The two methods need to know which of the fields returned by your Model's getItem and getItems methods, respectively, needs to be output in the JSON document. You can do that by setting two string array properties, $fieldsToRenderItem and $fieldsToRenderList. The former lists all the fields to be output when rendering a single item view (the displayItem method in the Controller) and the latter lists all the fields to be output when rendering a view which returns multiple items (the displayListmethod in the Controller).

[Note]Note

At first glance this sounds tedious, if not pointless, but it does make sense when you start thinking about it. When listing tree entries, like menu items, there is no point in outputting the internal fields lft, rgt, level and so on which are only used to manage the tree. Moreover, and assuming you implement your own access control, you may want to return different fields depending on the user's privileges. For example, a helpdesk component's user may get access to their ticket information but not the internal notes on it kept by the support staff; that would only be available to the support staff. Do not discount everything Joomla does as silly. More often than not there's method to its madness.

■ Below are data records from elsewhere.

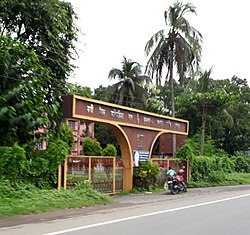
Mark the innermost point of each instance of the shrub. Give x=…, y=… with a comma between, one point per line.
x=13, y=162
x=110, y=150
x=91, y=147
x=145, y=175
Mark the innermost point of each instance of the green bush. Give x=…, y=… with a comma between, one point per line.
x=242, y=164
x=91, y=147
x=110, y=150
x=13, y=163
x=145, y=176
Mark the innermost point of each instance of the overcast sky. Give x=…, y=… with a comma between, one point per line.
x=112, y=29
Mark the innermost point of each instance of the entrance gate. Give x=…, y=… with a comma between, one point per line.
x=135, y=130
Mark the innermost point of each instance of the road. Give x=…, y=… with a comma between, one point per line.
x=221, y=210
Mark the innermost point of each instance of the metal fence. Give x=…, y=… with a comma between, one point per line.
x=105, y=173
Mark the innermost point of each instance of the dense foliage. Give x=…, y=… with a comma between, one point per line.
x=48, y=27
x=145, y=176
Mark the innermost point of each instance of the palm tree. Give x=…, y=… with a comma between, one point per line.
x=211, y=99
x=178, y=45
x=129, y=89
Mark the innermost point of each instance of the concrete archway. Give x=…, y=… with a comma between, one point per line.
x=135, y=130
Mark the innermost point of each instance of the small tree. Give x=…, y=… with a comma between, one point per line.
x=91, y=147
x=110, y=150
x=146, y=175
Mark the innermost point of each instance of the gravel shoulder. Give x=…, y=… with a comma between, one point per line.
x=120, y=201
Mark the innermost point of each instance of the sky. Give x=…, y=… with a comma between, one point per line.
x=112, y=29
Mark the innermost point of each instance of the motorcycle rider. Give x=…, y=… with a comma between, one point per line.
x=171, y=172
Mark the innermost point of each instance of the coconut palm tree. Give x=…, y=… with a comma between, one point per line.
x=129, y=89
x=178, y=45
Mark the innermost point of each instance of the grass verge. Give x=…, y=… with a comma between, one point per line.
x=30, y=201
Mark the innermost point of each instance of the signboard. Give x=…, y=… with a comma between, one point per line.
x=140, y=156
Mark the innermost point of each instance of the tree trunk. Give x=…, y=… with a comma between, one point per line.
x=203, y=126
x=171, y=80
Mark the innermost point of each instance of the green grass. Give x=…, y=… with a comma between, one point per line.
x=228, y=180
x=35, y=201
x=29, y=200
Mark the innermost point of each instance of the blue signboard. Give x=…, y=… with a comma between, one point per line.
x=140, y=156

The hidden gem of the API view is another string array property, $relationship. In that view you list all the field names returned by your model which refer to related data. Now, this is where things get interesting! A contact has, for example, a user ID. The user ID tells us nothing. However, the user ID is not a standalone thing; it's a reference to the related user record. Therefore listing user_id in the $relationship array tells the JsonapiView that it needs to fetch that related record and include it in the returned JSON document along with information which tells the consumer that this embedded JSON document refers to that user_id — and the URL to use to get more information about it.

There is a catch to using relations: you need a custom Serializer object which extends \Joomla\CMS\Serializer\JoomlaSerializer and adds one public method named after each relationship field. Each method returns a \Tobscure\JsonApi\Relationship object which is used to output the relationship links in the JSON document. The custom Serialiser object is assigned to the serializer property of your JsonapiView in its constructor. This sounds very abstract and confusing; it's best if you observe it in real world code. I recommend taking a look at Joomla's own \Joomla\Component\Content\Api\View\Articles\JsonapiView and \Joomla\Component\Content\Api\Serializer\ContentSerializer to get a feeling of how you can add relationships in JSON API views.